Cette violation du principe du contradictoire à l'égard des époux [I], qui ont été privés de la possibilité de contester les conclusions de l'expert, justifie l'annulation du rapport en ses conclusions correspondantes.
En revanche, la pose de lames de PVC sur toute la surface du sol ou sur le parquet bois de la nouvelle cuisine par les époux [I] n'est pas contestée. Par ailleurs, l'absence d'entretien de la pompe à chaleur par un professionnel, l'application de 'rustines' sur le revêtement du toit terrasse et l'entretien limité de la piscine avaient déjà fait l'objet du pré-rapport et des notes aux parties n° 1 et 3 de l'expert. Enfin, les mentions figurant en fin de page 37 et en pages 38 et 39 n'imputent pas de travaux aux époux [I]. Ces derniers ne sont donc pas fondés à solliciter l'annulation du surplus du rapport pour non-respect de la contradiction, le moyen soulevé à ce titre ne visant que les travaux qui leur ont été imputés par l'expert sans possibilité de les discuter.

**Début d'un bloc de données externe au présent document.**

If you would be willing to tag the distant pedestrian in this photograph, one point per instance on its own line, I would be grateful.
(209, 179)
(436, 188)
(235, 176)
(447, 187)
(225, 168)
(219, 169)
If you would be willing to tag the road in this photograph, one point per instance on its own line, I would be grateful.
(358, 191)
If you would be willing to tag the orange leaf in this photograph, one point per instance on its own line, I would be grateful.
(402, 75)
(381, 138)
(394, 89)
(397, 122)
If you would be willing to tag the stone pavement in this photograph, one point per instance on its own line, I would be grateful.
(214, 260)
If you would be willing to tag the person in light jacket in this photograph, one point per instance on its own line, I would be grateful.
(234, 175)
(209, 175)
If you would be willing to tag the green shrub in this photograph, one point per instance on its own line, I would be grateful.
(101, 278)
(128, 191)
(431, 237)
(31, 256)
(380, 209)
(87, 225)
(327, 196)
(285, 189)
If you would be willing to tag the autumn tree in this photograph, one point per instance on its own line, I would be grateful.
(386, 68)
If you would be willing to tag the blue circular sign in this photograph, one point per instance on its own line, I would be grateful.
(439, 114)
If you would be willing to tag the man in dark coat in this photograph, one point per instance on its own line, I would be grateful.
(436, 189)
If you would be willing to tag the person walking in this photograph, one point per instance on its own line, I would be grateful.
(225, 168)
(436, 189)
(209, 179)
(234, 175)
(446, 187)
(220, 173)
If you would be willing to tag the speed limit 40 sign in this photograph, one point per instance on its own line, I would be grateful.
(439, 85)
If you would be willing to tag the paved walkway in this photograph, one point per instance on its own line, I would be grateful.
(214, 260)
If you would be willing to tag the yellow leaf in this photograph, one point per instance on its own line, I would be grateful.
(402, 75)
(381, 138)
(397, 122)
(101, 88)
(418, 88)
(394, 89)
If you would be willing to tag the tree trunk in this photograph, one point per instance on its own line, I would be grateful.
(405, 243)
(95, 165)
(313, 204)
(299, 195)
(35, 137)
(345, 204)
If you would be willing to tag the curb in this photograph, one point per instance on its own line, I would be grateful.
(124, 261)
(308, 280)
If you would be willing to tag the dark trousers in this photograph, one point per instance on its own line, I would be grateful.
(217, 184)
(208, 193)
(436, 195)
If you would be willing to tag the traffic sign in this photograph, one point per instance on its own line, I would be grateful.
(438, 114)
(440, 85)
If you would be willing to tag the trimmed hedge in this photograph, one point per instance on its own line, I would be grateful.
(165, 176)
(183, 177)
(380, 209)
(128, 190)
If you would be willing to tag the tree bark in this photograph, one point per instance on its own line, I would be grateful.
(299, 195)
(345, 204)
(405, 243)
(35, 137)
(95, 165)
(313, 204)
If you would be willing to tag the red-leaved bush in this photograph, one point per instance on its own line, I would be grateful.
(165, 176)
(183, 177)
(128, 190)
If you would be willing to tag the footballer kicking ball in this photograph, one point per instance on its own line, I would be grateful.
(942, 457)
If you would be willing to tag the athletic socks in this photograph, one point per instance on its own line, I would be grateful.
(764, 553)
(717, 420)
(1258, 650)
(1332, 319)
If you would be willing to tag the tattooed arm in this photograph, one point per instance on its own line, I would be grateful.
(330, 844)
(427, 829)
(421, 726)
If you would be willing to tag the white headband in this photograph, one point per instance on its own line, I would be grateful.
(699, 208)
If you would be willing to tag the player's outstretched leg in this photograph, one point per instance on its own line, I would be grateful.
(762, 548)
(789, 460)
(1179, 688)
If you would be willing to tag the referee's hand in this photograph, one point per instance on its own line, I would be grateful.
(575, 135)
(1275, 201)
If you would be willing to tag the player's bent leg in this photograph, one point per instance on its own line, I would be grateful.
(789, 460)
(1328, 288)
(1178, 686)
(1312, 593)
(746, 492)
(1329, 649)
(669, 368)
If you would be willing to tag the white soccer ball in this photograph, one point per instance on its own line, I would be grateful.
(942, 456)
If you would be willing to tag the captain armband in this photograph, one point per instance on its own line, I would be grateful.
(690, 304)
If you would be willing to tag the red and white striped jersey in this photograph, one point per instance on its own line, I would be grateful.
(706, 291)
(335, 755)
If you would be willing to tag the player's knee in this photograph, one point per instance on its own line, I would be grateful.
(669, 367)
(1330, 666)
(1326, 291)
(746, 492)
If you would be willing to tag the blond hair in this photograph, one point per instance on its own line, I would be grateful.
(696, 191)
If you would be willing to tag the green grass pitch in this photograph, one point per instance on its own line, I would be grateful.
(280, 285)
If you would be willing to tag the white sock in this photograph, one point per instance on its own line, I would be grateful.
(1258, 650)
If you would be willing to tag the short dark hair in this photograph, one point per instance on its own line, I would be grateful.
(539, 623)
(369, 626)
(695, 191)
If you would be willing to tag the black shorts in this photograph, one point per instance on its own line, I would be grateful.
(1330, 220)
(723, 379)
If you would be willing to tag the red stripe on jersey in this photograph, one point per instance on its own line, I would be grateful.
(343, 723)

Par ailleurs, dans ses réponses aux observations des parties, en pages 24 et suivantes de son rapport, M. [K] a notamment écrit :
- en page 25, 'Le 7 mai 2020, la société LG HABITAT a également constaté le 'mauvais état de la toiture' et 'la laine de verre imbibée d'eau', dans laquelle 'trempaient' les boitiers de dérivation électriques. J'ajoute que ces désordres n'ont pas pu survenir soudainement et immédiatement après la vente [I]/[Y] ; ils existaient en fait depuis de longues années et étaient forcément connus par les époux [I]' et 'Quant au système de filtration de la piscine, la photographie produite par M. [Y] montrant un couvercle fissuré, et le devis émanant de la société BLM, déjà intervenue en 2017 pour des travaux de remise en fonctionnement de la piscine à minima, démontrent que l'état obsolète du filtre et de la pompe, nécessairement connus de M. [I], nécessitait leur remplacement', sans toutefois fournir d'élément à l'appui de ses affirmations quant à la date d'apparition des désordres et quant à la connaissance de ces vices par les vendeurs ;
- en page 26 de son rapport, 'Il me parait étonnant, à la vue de l'état des couvertures en tuiles et de la terrasse plate étanchée par EPDM, examinées par mes soins dans le cadre de la présente expertise, révélant des malfaçons graves dans leur exécution, qu'aucun désordre n'ait été déclaré par les époux [I] à leur assureur multirisque durant leur période d'habitation de trois années ; l'explication que je peux en tirer, est certainement que M. [I] réalisait lui-même la plupart des travaux de réparation, puisqu'il produit très peu de factures de réparations, alors même que les nombreuses malfaçons ayant provoqué les désordres actuels, nécessitaient des réparations 'professionnelles', en page 23, 'La membrane EPDM de la terrasse a manifestement été 'rapiécée' sous [la] responsabilité [des époux [I]], l'insuffisance du diamètre des gargouilles d'évacuation des EP était visible même pour un profane, et il en est de même pour les autres désordres allégués par les époux [Y] qui ont fait l'objet de réparations sommaires, à minima.